Carlos es, por cierto, el nombre por el cual todo el mundo conoce al heredero que esperó setenta años para acceder al trono. Fue protagonista de uno de los períodos de mayor exposición pública de la familia real. Acaso hubiera sonado extraño un cambio a esta altura. Pero sucede que el nombre Carlos tiene connotaciones desagradables en la historia de la monarquía británica.

Hasta ahora, el nombre sólo había sido utilizado por monarcas de la dinastía Estuardo. Carlos I (1600–1649) fue rey de Inglaterra, Escocia e Irlanda desde 1625. Al igual que el padre de Isabel II, él tampoco esperaba heredar el trono, pero cuando su hermano mayor, Enrique, falleció en 1612, quedó primero en la línea de sucesión. Desde el comienzo de su reinado, Carlos tuvo una relación tensa con los sectores sociales representados en el Parlamento. Allí entraban en juego características personales del monarca, menos afable y conciliador que su padre, Jacobo VI de Escocia y I de Inglaterra e Irlanda. Pero los principales puntos de conflicto fueron la profundización de las tendencias absolutistas de la Corona, su matrimonio con una católica, Enriqueta María de Francia, y la política eclesiástica que emprendió con ayuda del arzobispo de Canterbury, William Laud. Ante la negativa recurrente de la Cámara de los Comunes a autorizar la recaudación de impuestos para sostener sus proyectos, Carlos recurrió al encarcelamiento de adversarios y la disolución de cada Parlamento díscolo que convocó y no acompañó su iniciativa. En 1629, inició un período de once años de “gobierno personal”, sin convocar a otra asamblea. Eso lo llevó a recurrir a diversos expedientes para solventar las necesidades financieras crónicas de una corte fastuosa: préstamos forzosos, multas, venta de monopolios, cargos y títulos nobiliarios, y la recuperación y modificación de viejos impuestos de prerrogativa real.
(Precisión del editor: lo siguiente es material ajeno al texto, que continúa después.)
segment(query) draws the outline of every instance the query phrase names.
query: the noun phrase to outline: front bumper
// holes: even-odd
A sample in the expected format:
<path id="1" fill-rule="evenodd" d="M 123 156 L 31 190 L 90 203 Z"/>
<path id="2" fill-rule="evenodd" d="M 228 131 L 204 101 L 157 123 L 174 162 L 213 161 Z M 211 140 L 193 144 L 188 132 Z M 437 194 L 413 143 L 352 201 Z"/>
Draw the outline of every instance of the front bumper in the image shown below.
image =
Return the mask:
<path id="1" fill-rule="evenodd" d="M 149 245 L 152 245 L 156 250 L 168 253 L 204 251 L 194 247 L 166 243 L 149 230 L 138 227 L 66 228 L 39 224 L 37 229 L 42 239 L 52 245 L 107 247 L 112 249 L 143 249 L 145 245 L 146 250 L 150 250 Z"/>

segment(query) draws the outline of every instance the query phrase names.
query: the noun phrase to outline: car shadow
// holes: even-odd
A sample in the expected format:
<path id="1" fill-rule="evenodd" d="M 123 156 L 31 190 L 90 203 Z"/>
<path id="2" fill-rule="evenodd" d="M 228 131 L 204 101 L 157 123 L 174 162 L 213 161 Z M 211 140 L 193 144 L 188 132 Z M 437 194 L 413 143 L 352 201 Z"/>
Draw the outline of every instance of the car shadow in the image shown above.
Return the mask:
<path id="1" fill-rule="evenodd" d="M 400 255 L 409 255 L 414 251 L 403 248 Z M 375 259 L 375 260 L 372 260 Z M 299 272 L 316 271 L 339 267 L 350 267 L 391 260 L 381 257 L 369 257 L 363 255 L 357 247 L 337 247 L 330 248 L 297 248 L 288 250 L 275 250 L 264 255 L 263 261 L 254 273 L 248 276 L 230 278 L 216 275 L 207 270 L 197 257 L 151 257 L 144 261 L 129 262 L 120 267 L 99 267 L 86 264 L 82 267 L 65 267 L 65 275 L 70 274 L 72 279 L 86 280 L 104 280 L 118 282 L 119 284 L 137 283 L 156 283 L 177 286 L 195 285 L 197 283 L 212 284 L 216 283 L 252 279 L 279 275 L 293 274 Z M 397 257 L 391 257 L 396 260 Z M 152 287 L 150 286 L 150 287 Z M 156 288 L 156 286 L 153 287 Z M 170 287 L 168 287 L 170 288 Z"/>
El gobierno personal de Carlos I llegó a su fin en abril de 1640, cuando el intento fallido de imponer en Escocia la liturgia de la Iglesia de Inglaterra derivó en una rebelión, la formación del National Covenant y el comienzo de la primera “guerra de los obispos”. La necesidad de reclutar y financiar un ejército obligó al monarca a convocar nuevamente al Parlamento inglés, que le presentó una larga lista de demandas. La disolución precoz de la asamblea de abril, la invasión escocesa del norte de Inglaterra y las noticias de una violenta rebelión en Irlanda fueron aumentando el enfrentamiento entre el rey y el Parlamento que, convocado nuevamente en noviembre, comenzó a avanzar sobre las prerrogativas del monarca. Se negó a ser clausurado sin su consentimiento, encarceló a los principales funcionarios de la Corona y pretendió relevar al rey de su mando militar. Era el comienzo de la revolución inglesa. En 1641 estalló la primera de tres sangrientas guerras civiles entre realistas y parlamentarios. Finalmente, en enero de 1649, en un hecho sin precedentes en la historia, un tribunal revolucionario juzgó públicamente a Carlos I por traición, lo condenó y lo ejecutó. Este acontecimiento dio paso a un breve experimento republicano y poco después al protectorado de Oliver Cromwell. Desde entonces, el nombre de Carlos quedó asociado para algunos con la tiranía absolutista y, para otros, como un mártir de la monarquía y la Iglesia de Inglaterra.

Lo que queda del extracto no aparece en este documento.